Ted Frank’s cy pres cert petition goes to SCOTUS conference Friday

Reuter's Westlaw reports on a case the U.S. Supreme Court is considering hearing based on Center for Class Action Fairness's objection to an unfair class action settlement. 

On Friday, justices of the U.S. Supreme Court will consider a petition for certiorari by an objector to a class action settlement of allegations that Gillette and Procter & Gamble deceived consumers about the lifespan of Duracell Ultra batteries. The objector is none other than Ted Frank, the class action watchdog whose group, the Center for Class Action Fairness, merged last year with the Competitive Enterprise Institute.
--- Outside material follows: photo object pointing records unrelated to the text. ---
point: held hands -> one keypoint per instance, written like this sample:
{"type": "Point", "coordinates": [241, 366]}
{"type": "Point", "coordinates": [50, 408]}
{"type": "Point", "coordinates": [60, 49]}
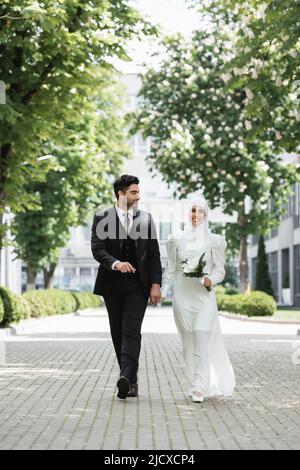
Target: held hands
{"type": "Point", "coordinates": [125, 267]}
{"type": "Point", "coordinates": [155, 296]}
Frank's cert petition, filed by counsel of record Thomas Goldstein of Goldstein & Russell, contends that the settlement – in which class members realized a total of $344,850, class counsel were awarded nearly $5.7 million and charities Duracell supports received $6 million in batteries – is not "fair, reasonable and adequate under the Federal Rule of Civil Procedure."

The odds of a cert grant are always daunting, and they've become even more so since the death last month of Justice Antonin Scalia. That's a numerical fact: Instead of convincing four of nine justices, or 44 percent of the court, petitioners have to persuade four of eight justices, or 50 percent, to take their case. "It's harder to get four of eight than four of nine," Frank said. "I would have thought (Justice Scalia) would be a vote for us."

Frank's cert petition had urged the justices to take the Duracell case to consider whether cy pres payments to charitable groups can substitute for distributions directly to class members. (You may recall that, a couple of years back, Chief Justice John Roberts expressed interest in the cy pres issue in a statement accompanying the Supreme Court's denial of certiorari in another Ted Frank case.)

Frank said he is still hoping four justices agree with him that class counsel have to work harder to get money to class members. Justice Scalia was well known to be skeptical about class actions, but Frank said class action fairness is not an ideological issue and he's confident Justices Elena Kagan and Ruth Bader Ginsburg "do not think class actions should look like this."